A first order reaction takes 20 minutes for 25% decomposition. Calculate the time when 75% of the reaction will be completed. Given: log 2= 0.3010 log 3= 0.4771 log 4=0.6021
Solution:
From the first statement, the information we obtain is that the reaction is of the first order, time is given, and we should first find out rate constant (k).
Therefore,
k= 2.303/t . log (a/a-x) (i)
where a is the initial concentration and (a-x) is the remaining concentration of the starting material.
If 25% decomposed, that is ¼ of a then remaining (a-x) would be ¾ of a.
Using this information in equation (i), we get,
k = 2.303/20 . log (a/¾ a) = 2.303/20. log(4/3)= 2.303/20 . (log 4 - log 3)

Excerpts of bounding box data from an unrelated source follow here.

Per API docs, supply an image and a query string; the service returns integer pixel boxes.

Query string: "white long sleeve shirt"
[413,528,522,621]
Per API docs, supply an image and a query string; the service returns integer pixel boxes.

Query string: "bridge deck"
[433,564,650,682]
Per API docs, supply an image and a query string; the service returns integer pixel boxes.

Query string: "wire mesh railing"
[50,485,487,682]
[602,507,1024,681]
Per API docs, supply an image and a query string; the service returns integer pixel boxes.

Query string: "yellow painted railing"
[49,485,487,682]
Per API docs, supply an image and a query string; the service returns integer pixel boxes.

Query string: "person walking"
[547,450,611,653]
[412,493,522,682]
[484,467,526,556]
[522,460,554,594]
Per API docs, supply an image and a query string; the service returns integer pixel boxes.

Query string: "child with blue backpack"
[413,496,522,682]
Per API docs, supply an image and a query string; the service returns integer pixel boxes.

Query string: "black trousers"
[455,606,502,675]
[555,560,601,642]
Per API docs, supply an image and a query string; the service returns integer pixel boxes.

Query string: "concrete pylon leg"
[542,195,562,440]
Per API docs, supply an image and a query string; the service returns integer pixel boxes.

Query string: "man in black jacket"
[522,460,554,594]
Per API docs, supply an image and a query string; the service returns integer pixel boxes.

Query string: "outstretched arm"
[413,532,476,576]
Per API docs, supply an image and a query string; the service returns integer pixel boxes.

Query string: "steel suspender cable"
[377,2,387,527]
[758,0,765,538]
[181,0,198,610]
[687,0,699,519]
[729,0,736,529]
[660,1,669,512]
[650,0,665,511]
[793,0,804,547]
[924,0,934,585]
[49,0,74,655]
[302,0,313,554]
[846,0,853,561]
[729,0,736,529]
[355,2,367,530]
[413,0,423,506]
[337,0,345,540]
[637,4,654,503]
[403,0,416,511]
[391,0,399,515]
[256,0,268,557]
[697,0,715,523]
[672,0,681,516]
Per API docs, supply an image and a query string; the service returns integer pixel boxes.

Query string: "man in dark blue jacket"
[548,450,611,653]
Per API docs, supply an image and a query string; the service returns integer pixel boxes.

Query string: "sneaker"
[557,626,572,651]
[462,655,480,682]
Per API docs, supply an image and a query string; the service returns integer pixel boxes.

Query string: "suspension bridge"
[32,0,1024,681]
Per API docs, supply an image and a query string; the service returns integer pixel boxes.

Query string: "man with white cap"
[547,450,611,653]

= 2.303/20 x (0.6021-0.4771)
= (2.303 x 0.1250)/20 min-1
Similarly, for 75% (¾ of a) of the starting material to decompose, remaining starting material will be ¼ of a.
Therefore, the time taken will be,
t= 2.303/k . log (a/a-x) = 2.303/k . log (a/¼ a) = 2.303/k . log(4)
= 2.303/k . 0.6021
Using the value of k in the equation, we get,
t = (2.303 x 0.6021 x 20)/2.303 x 0.1250 = (0.6021 x 20)/ 0.1250 = 96.34 min
Using log to solve the equation,
log(t) = log (6021 x 10-4) + log 20 -log (1250 x 10-4)
= log 6021 + log 10-4 + log 20 – log 1250 – log 10-4 = 3.7797 -4 + 1.3010 – 3.0969 +4
= 3.7797-3.0969+ 1.3010 = 1.9838
t = antilog (1.9838) = 96.34 min
Therefore, the time when 75% of the reaction will be completed will be 96.34 min.